Verbraucher- und Datenschützer beklagen diese Geheimniskrämerei, denn ein niedriger Schufa-Score kann dramatische Folgen haben: Unter 90 Prozent wird es fast unmöglich einen Handyvertrag abzuschließen oder einen Hauskredit zu bekommen.

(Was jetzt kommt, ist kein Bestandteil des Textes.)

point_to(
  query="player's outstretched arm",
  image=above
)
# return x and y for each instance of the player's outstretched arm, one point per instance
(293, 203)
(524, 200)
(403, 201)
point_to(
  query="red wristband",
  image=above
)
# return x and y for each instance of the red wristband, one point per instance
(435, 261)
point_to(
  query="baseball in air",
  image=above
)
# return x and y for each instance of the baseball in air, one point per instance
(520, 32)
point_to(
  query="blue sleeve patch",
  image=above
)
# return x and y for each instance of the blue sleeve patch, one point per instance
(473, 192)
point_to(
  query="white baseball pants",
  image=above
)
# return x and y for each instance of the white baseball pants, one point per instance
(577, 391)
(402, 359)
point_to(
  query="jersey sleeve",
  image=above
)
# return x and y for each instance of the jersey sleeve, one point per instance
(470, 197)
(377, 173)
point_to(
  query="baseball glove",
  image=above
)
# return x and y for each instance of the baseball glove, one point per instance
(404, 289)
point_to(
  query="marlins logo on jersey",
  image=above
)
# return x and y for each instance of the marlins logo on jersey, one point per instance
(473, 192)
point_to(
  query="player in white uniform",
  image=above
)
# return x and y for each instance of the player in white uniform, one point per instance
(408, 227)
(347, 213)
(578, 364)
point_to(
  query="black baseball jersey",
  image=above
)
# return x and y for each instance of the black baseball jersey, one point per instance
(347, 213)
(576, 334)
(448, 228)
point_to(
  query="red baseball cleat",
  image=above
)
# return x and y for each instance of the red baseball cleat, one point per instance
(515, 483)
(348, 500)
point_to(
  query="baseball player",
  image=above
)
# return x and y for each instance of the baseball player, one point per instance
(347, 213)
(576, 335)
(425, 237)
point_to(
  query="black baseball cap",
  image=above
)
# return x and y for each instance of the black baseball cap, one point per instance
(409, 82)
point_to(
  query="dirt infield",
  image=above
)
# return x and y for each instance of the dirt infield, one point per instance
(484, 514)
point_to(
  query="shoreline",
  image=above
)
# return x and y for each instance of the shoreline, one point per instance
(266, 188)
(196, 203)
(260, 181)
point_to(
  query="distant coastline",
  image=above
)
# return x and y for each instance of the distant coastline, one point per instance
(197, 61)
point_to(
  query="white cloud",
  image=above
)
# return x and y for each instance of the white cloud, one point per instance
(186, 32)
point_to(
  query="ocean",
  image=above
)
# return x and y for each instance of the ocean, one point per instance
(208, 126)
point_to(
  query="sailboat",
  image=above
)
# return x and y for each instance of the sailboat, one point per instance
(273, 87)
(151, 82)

"Es kann nicht sein, dass man sich als Betroffener in einer Black Box befindet", sagt der Berliner Rechtsanwalt und Schufa-Experte Sven Tintemann. "Die Verbraucher müssen nachvollziehen können, was die Informationen bewirken, die die Schufa über sie sammelt." Das Unternehmen jedoch pocht auf sein Geschäftsgeheimnis – und wurde darin heute vom BGH bestätigt. Die Formel hinter den Bewertungen bleibt geheim.
Genau hier aber liegt offenbar ein Problem. Rechtsanwalt Tintemann hat immer wieder mit Fällen zu tun, in denen Leute, die stets brav ihre Kredite bezahlt haben plötzlich keine neuen Verträge bekommen. Auch seine eigene Frau war schon betroffen: Als sie nach der Kinderpause wieder in ihren Beruf als Lehrerin einstieg, wollte sie ein eigenes Konto eröffnen. Das bekam sie auch, nicht aber die zugehörige Kreditkarte. Die Begründung der Bank: Sie habe keinen richtigen Schufa-Score. Dass sie als Beamtin eine sichere Stelle und ein gutes Gehalt in Aussicht hatte, zählte nicht. Was zählte war, dass die Schufa in den Jahren, in denen sie ein gemeinsames Konto mit ihrem Mann hatte, keine Informationen über sie sammeln konnte.
Schufa bewertet Personen nach Vergleichsgruppen
Ebenso kurios ist der Fall eines Kollegen von Tintemann: Seine Bank lehnte plötzlich ab, als er ein neues Auto leasen wollte. Tatsächlich war der Score des erfolgreichen Anwalts auf einen Wert um die 80 Prozent abgerutscht, obwohl er viel verdiente und immer pünktlich zahlte. Weil die Schufa nicht mitteilt, warum ein Score sich verändert, konnte Tintemann den Grund nur vermuten. Ihm fiel auf, dass sein Kollege über die letzten Jahre fünf Mal das Angebot einer Elektronikkette genutzt hatte, mit einer Nullprozent-Finanzierung Computer und andere Ausstattung für sein Büro zu kaufen. Mehrere Kleinkredite hintereinander – in den Augen der Schufa war er damit in eine Risikogruppe gerutscht. Erst als Tintemann die Einträge über die bezahlten Kredite der Elektronikkette bei der Schufa löschen ließ, schnellte der Score des Kollegen wieder nach oben.
Das ist ein weiteres Problem: Die Schufa bewertet Leute nicht nach ihren persönlichen Umständen, sondern nach dem bisherigen Verhalten einer Vergleichsgruppe mit ähnlichen Daten. In welche Gruppe man eingeordnet wird und warum, verrät sie dagegen nicht.
Wie kann man sich schützen?
Wie kann man sich als Kunde also vor solchen bösen Überraschungen schützen? Man sollte unbedingt von seinem Recht Gebrauch machen, einmal im Jahr eine kostenlose Auskunft der Schufa zu erhalten. Die gespeicherten Daten sollte man laut Rechtsanwalt Tintemann auf zwei Dinge kontrollieren: Erstens, sind die Eintragungen korrekt? Die Stiftung Warentest hat herausgefunden, dass viele der gespeicherten Schufa-Daten unvollständig oder fehlerhaft sind. Demnach hatten nur elf von 89 Testpersonen eine korrekte Auskunft erhalten. Wer Fehler findet, kann die Löschung oder Korrektur der Daten beantragen.
Zweitens, sollte man laut Tintemann die Daten ab und an bereinigen und zum Beispiel die Informationen über abbezahlte Kleinkredite löschen lassen. Einen vollständigen Schutz vor Schufa-Schusslern gibt es leider nicht: Bei der Frau aus Hessen hatte am Ende eine Namensverwechslung zum Platzen des Autokaufs geführt.